- Theatrical release poster
- Directed by: Barry Levinson
- Written by: Barry Levinson
- Produced by: Mark Johnson
- Starring: Richard Dreyfuss; Danny DeVito; Barbara Hershey;
- Cinematography: Peter Sova
- Edited by: Stu Linder
- Music by: Fine Young Cannibals
- Production companies: Touchstone Pictures; Silver Screen Partners II;
- Distributed by: Buena Vista Distribution
- Release date: March 6, 1987;
- Running time: 112 minutes
- Country: United States
- Language: English
- Budget: $11 million
- Box office: $25.4 million

= Tin Men =

1987 dark comedy film directed by Barry Levinson

Tin Men is a 1987 American comedy film written and directed by Barry Levinson, produced by Mark Johnson, and starring Richard Dreyfuss, Danny DeVito and Barbara Hershey. It is the second of Levinson's tetralogy of films set in his hometown of Baltimore, Maryland, during the 1940s, 1950s, and 1960s, along with Diner (1982), Avalon (1990) and Liberty Heights (1999).

==Plot==
Ernest Tilley and Bill "BB" Babowsky are rival door-to-door aluminum siding salesmen in Baltimore, Maryland, in 1963, an era when "tin men", as they are called, will do almost anything, legal or illegal, to close a sale. Both have the required gift of the gab but while BB is a smooth-talking con man who scams naive young women with his sales pitches, Tilley struggles to close his sales.

The men first meet when BB, driving his new Cadillac automobile off the dealer's lot, backs into Tilley's own Cadillac. Though Tilley had the right of way, each man blames the other and an escalating feud erupts between them. After BB smashes Tilley's headlights and Tilley shatters BB's car windows in response, BB sets out to seduce Tilley's long-suffering wife Nora in revenge. Immediately after having sex with Nora, he calls Tilley to taunt him with the news. Tilley tells BB to keep Nora; he wants to be rid of her.

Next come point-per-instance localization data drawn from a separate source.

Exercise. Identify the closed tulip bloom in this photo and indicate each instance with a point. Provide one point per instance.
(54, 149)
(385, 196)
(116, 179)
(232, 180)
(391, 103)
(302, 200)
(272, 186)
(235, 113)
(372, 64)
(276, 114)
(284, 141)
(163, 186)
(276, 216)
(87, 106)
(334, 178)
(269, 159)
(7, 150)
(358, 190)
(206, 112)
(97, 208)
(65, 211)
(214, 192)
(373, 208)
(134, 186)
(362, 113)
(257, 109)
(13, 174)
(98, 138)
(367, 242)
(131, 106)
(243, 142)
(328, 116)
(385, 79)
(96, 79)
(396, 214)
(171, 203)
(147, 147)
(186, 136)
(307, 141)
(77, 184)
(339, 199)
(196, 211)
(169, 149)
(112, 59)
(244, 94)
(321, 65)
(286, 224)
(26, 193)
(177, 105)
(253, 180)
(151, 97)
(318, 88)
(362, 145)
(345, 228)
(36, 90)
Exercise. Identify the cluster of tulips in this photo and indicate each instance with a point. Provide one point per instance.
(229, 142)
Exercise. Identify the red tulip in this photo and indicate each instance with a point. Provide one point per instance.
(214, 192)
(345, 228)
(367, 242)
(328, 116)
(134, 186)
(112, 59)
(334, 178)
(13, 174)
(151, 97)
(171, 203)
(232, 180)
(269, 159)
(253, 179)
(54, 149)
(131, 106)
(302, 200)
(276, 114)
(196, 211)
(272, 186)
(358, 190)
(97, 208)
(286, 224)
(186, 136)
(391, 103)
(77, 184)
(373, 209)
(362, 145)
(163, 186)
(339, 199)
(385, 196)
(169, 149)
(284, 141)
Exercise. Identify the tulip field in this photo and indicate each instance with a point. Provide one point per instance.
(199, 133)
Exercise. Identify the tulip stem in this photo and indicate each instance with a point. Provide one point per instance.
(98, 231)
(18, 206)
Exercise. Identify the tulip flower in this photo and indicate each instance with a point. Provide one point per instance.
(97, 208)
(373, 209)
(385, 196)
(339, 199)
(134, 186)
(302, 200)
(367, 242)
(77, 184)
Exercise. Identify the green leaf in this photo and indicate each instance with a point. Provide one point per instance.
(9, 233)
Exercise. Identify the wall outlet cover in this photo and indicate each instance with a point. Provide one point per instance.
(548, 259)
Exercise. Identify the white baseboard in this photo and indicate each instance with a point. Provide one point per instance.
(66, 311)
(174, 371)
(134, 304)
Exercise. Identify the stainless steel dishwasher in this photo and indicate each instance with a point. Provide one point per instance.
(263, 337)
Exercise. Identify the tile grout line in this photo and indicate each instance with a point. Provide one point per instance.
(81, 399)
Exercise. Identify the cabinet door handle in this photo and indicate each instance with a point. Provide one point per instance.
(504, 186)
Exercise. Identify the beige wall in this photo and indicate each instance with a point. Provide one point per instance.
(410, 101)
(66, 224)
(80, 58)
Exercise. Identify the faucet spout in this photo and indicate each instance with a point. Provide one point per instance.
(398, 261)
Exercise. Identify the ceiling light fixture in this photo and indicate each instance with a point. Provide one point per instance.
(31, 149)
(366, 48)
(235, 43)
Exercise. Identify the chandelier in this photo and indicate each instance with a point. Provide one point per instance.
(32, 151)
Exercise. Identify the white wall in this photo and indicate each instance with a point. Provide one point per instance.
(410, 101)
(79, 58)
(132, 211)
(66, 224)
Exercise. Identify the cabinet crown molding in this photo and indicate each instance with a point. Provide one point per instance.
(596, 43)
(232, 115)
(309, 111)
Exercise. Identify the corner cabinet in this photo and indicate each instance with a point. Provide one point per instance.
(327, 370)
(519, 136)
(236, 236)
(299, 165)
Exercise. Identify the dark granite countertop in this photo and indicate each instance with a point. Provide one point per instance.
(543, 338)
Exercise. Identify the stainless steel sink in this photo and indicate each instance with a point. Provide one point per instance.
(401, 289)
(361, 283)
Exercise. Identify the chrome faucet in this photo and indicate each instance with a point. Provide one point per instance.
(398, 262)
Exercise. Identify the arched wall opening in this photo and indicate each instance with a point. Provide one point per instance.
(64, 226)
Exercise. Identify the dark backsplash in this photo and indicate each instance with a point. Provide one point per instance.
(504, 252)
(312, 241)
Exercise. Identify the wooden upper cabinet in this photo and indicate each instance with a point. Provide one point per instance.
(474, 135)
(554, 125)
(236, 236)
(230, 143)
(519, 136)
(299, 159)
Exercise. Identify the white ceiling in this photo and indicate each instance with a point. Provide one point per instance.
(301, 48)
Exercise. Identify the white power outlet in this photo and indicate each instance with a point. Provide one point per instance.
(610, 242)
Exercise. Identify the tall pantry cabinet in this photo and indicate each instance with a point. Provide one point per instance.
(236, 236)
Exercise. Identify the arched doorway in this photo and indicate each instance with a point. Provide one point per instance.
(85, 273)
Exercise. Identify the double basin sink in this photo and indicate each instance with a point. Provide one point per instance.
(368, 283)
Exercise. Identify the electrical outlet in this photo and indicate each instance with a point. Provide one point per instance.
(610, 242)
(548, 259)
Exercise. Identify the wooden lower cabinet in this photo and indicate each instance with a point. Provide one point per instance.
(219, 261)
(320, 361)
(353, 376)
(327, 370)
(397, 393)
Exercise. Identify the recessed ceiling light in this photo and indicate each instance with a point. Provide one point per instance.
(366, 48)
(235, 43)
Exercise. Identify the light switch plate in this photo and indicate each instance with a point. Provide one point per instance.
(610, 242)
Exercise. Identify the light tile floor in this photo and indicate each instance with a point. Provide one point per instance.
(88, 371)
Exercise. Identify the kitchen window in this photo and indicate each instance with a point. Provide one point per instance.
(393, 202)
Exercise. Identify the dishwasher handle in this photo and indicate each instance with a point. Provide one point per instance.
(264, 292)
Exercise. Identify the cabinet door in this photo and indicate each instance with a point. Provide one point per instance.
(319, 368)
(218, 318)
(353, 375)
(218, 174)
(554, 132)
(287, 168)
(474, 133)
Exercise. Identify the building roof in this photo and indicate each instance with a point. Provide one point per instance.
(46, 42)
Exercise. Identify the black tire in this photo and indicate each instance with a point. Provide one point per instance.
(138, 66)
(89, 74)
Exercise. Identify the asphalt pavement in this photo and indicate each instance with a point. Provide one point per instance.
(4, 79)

Meanwhile, both men have their own personal troubles. BB's older partner and mentor, Moe Adams, is hospitalized with a serious heart condition. Tilley has a gambling problem and squanders what little money he makes betting on horse races, causing a rift with Nora. He is in debt to various creditors and the IRS, which begins confiscating his possessions for unpaid property taxes. Exhausted by their rivalry, the two men decide to play a game of pool to decide who should get Nora in order to end their personal war. BB loses but he does not honor the bet. He has fallen in love for the first time,and Nora moves in with him.

The newly formed Maryland Home Improvement Commission is investigating corrupt sales practices in the home improvement industry. Both men are subpoenaed and after giving testimony about their sales practices, the commission takes away both of their licenses. While Tilley gives up his license reluctantly, BB does so willingly. Seeing that Tilley has lost everything, including his car, BB takes pity on him and gives him a ride. Together, the two freshly unemployed men with very similar personalities begin sharing ideas for a new business they can create for themselves.

==Production==
Steve Buscemi auditioned for a role.

== Music ==
The group Fine Young Cannibals appears as the house band in a nightclub in the film and contributed four songs to the film's soundtrack, including "Good Thing", which would go on to hit number one on the US Billboard Hot 100 two years later.

==Reception==
Tin Men received positive reviews from critics. Metacritic, which uses a weighted average, assigned the a score of 75 out of 100, based on 13 critics, indicating "generally favorable" reviews.